Voter approval of bond issue touted as 'change in culture of higher education'
The academic community, along with legislators and the building industry, cheered the passage of the $750 million bond referendum to finance construction at New Jersey's colleges and universities.
“The voters have demonstrated what families across New Jersey already know, that investing in higher education is possibly the single most important thing that we can do to assure that our children have a future that is full of opportunity, promise and potential,” said Dr. Robert Barchi, president of Rutgers University. “The bond act passing means immediate construction jobs and long-term high-tech jobs for the state, as well as better educational opportunities, and stronger economic growth.”
The bond act requires that schools put up 25 percent of the funding for the capital projects, like the science buildings planned at Caldwell College, which President Nancy Blattner said ensures that the institutions have “skin in the game.”
“New Jerseyans did the right thing for the economy and for the college students who will become tomorrow’s leaders in the Garden State,” Blattner said.
Kathleen Waldron, president of William Paterson University said the first step in moving forward is to thank the people who made the investment possible, including bipartisan efforts at the state government level. She said the best way to thank the taxpayers who voted for the bond was to “spend very wisely” on the projects.
Nearly two-thirds of voters who went to the polls on Tuesday approved the measure. There was concern before the election that few New Jersey residents were aware of the bond issue on the ballot, but Waldron said that voters’ “competitive juices” got flowing once it was widely known that New Jersey was one of five states in the nation that had not funded higher education construction in the last 10 years.

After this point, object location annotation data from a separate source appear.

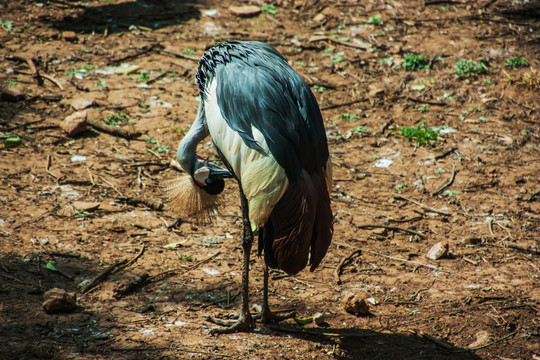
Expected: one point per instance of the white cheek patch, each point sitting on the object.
(201, 175)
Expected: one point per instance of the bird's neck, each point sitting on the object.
(186, 153)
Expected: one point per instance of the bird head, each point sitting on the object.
(210, 177)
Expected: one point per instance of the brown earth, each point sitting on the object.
(91, 202)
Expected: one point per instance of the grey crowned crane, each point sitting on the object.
(268, 130)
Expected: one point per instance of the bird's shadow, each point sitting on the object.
(118, 17)
(354, 343)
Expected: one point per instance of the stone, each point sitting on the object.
(74, 123)
(69, 36)
(82, 103)
(355, 304)
(245, 11)
(85, 205)
(59, 300)
(438, 251)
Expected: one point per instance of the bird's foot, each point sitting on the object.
(244, 323)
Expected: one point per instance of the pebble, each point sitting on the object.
(74, 123)
(438, 251)
(356, 304)
(245, 11)
(59, 300)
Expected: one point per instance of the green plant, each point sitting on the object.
(7, 25)
(269, 9)
(143, 76)
(360, 129)
(189, 52)
(336, 59)
(439, 170)
(450, 193)
(352, 117)
(516, 62)
(468, 68)
(414, 62)
(419, 134)
(423, 108)
(375, 20)
(115, 119)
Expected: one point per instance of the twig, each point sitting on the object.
(111, 185)
(137, 282)
(194, 266)
(153, 204)
(394, 228)
(53, 80)
(438, 103)
(491, 343)
(344, 262)
(143, 51)
(39, 217)
(21, 125)
(397, 196)
(102, 275)
(14, 279)
(98, 125)
(490, 227)
(30, 62)
(435, 193)
(392, 257)
(181, 56)
(441, 343)
(343, 104)
(162, 75)
(438, 2)
(444, 154)
(135, 258)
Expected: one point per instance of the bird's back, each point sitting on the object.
(267, 127)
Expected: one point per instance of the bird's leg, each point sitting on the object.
(268, 316)
(245, 321)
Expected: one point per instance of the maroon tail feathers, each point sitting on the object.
(303, 224)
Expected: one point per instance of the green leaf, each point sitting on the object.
(12, 141)
(50, 266)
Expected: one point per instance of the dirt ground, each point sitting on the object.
(75, 207)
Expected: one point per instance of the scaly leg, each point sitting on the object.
(245, 321)
(268, 316)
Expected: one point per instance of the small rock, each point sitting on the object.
(319, 319)
(74, 123)
(482, 338)
(356, 304)
(438, 251)
(85, 205)
(82, 103)
(245, 11)
(319, 18)
(51, 34)
(59, 300)
(11, 94)
(69, 36)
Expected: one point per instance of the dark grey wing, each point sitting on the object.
(266, 93)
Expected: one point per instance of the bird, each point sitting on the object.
(267, 128)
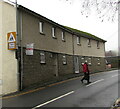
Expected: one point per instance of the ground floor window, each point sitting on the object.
(64, 60)
(42, 57)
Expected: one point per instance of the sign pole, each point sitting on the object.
(18, 50)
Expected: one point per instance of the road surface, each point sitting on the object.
(102, 92)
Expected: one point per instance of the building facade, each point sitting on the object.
(47, 50)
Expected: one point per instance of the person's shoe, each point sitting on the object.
(88, 82)
(82, 81)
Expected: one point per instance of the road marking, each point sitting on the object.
(23, 93)
(114, 76)
(94, 82)
(53, 100)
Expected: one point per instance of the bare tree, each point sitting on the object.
(105, 9)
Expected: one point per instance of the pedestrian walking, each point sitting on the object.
(86, 73)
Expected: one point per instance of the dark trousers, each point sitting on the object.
(86, 77)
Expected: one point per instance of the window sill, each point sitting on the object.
(98, 47)
(89, 45)
(54, 37)
(79, 44)
(42, 33)
(63, 40)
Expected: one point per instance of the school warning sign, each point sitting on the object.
(11, 39)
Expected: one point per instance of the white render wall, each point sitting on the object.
(9, 63)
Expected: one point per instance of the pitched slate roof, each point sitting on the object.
(68, 29)
(85, 34)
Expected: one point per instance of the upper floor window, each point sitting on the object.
(89, 42)
(98, 61)
(64, 60)
(89, 61)
(78, 40)
(41, 27)
(63, 36)
(98, 44)
(53, 32)
(42, 57)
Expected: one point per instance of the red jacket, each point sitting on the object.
(85, 68)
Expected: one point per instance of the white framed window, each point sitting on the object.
(98, 61)
(82, 60)
(89, 42)
(98, 44)
(89, 61)
(63, 36)
(78, 40)
(64, 60)
(53, 32)
(42, 57)
(41, 27)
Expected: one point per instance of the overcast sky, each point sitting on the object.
(69, 14)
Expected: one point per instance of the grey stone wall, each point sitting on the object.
(36, 72)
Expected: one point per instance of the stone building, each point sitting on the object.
(45, 50)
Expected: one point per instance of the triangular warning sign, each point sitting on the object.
(11, 38)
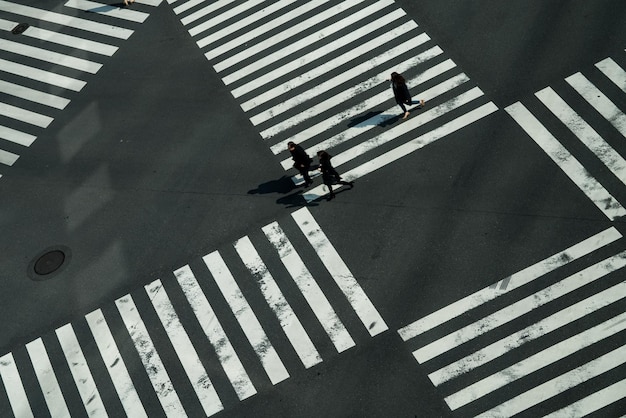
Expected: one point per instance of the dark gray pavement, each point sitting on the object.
(154, 164)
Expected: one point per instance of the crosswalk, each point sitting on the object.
(317, 73)
(521, 343)
(235, 322)
(599, 93)
(44, 66)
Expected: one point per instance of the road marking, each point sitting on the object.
(292, 327)
(407, 148)
(333, 82)
(249, 323)
(64, 20)
(50, 56)
(47, 379)
(279, 37)
(566, 161)
(198, 377)
(328, 65)
(516, 281)
(614, 72)
(61, 39)
(33, 95)
(150, 358)
(80, 371)
(14, 387)
(107, 10)
(25, 116)
(243, 22)
(311, 291)
(599, 101)
(584, 132)
(340, 273)
(212, 328)
(115, 365)
(41, 75)
(530, 333)
(567, 380)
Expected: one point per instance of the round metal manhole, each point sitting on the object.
(48, 263)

Montclair State University President Susan Cole said that while the advertising and lobbying effort was short but intense, the campaign to pass the bond built off of more than 10 years of educating the public about the state’s lack of financial support for its universities and colleges.
Cole said the vote indicated a “change in culture of higher education” in New Jersey, and in response Montclair has two projects already designed: a new business school facility and a new life sciences facility, which was designed by New Jersey architecture firm, Environetics.
In addition to the colleges receiving funds for new facilities, the construction industry will also benefit from the new projects coming down the pipeline. Cole credited unions and other business advocates for communicating about the bond with their constituents, and some local architecture firms have already begun to work with the schools to prepare for the projects.
Michael Shakten, a principal at KSS Architects in Princeton, said the requirements in the bond issue that must be met before funding will be distributed fits nicely with the services his firm provides. Shakten said KSS has already worked with schools to provide not only building plans, but the master facility plans required to show the state how the new construction projects would fit into each college or university.
KSS’s core market is in higher education, and Shakten said that projects that have been delayed are now coming online and facilities that were once built to two-thirds of their original design may now be able to be constructed to their full potential.
Shakten said that while KSS did not advocate a position on the bond issue to its employees, there was a lot of communication about the bond measure in the office, as well as with the longtime clients the firm has served. Shakten said the bonding will allow his firm to concentrate more on New Jersey projects without having to look for work elsewhere in the region.
Assembly Speaker Sheila Oliver (D-Newark) and Assembly Higher Education Committee Chairwoman Celeste Riley (D-Bridgeton) were among a group of politicians to express their praise for the voters’ decision to fund the construction. Others expressing support for the outcome included Senate President Stephen M. Sweeney (D-West Deptford), who said that along with the restructuring of higher education in the state, the bond would “change the landscape” in New Jersey.